Tian asks a question about multilevel modeling:

Suppose you have 50 state-level effects parameters. If you treat them as fixed effects and assume non-informative priors, this should just be equivalent to compute the regular likelihood function, right?

If these 50 parameters are regarded as random effects and there is a hyper-distribution for them, say a normal, then the bell-shape of the normal distribution will lead to milder differences between these parameters. Would this fall under the argument of having parsimonious models?

This reminds me of a few things. First, I remember when I was in an oral exam at Berkeley. The student, not of one of my own advisees, was fitting a multilevel regression with varying intercepts for the 50 states, and one of the examiners said that he wasn’t sure he believed the exchangeability assumption. I pointed out that “exchangeability” refers to invariance to permutations of indexes, and thus alternative classical analyses (no pooling, complete pooling) also are exchangeable–they are just special cases of the multilevel model where the group-level variance is infinity or zero. (Yes, I know that by giving the story from my perspective, I’m being self-serving, but what choice do I have here?)

Nonparametric?

Getting back to Tian’s question, this is something I’ve thought about for awhile, that hierarchical models are, in fact, nonparametric. I don’t actually think the term “nonparametric” is clearly defined. Sometimes it refers to statistical procedures in which no parameters are estimated, other times it refers to settings where the number of parameters is infinite, or potentially infinite. One way to characterize nonparametric models is that the resulting inferences are not limited to any parametric form. In that sense, hierarchical (multilevel) Bayesian estimates are indeed nonparametric. The model that they are pooling toward is parametric, but the actual estimates are nonparametric in the sense that all things are possible, depending on how much pooling is done.

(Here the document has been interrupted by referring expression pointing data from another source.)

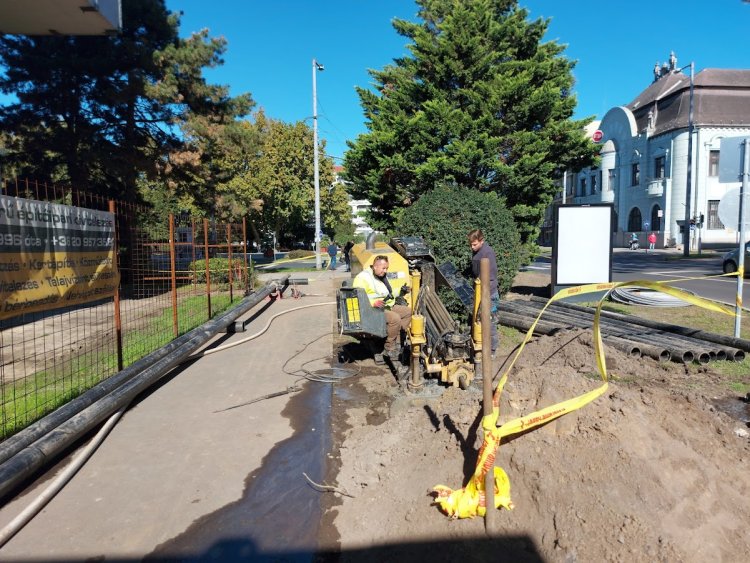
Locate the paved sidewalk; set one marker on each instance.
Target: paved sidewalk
(177, 458)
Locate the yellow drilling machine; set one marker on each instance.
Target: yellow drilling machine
(436, 348)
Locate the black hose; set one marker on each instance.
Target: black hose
(731, 341)
(62, 428)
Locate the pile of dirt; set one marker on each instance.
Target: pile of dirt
(649, 471)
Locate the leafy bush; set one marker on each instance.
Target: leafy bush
(219, 268)
(300, 254)
(444, 217)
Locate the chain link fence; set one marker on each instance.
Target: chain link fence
(177, 272)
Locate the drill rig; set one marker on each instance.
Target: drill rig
(436, 346)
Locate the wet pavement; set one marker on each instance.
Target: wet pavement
(185, 476)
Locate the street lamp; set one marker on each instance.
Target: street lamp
(316, 67)
(688, 189)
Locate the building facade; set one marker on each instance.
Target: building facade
(644, 163)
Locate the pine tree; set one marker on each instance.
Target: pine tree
(481, 102)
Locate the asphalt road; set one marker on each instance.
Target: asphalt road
(702, 276)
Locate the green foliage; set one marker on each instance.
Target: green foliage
(219, 270)
(276, 183)
(481, 102)
(444, 217)
(102, 112)
(294, 254)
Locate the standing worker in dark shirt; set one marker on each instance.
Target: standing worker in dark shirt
(482, 249)
(348, 259)
(333, 250)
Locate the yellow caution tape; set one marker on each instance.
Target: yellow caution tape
(470, 501)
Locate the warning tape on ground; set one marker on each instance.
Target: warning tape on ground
(470, 500)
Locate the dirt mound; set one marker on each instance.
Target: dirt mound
(650, 471)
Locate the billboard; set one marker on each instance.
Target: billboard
(582, 249)
(54, 255)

This was made clear to me in the research that led to my 1990 Jasa paper (with Gary King): By setting up a hierarchical model, we were not limiting the seats-votes curve to any particular parametric form. That made our model more appealing (at least from my perspective) than its predecessors in the seats-votes literature, where various parametric forms were assumed. I think it’s cool that parametric modeling can be used in the service of nonparametric inferences.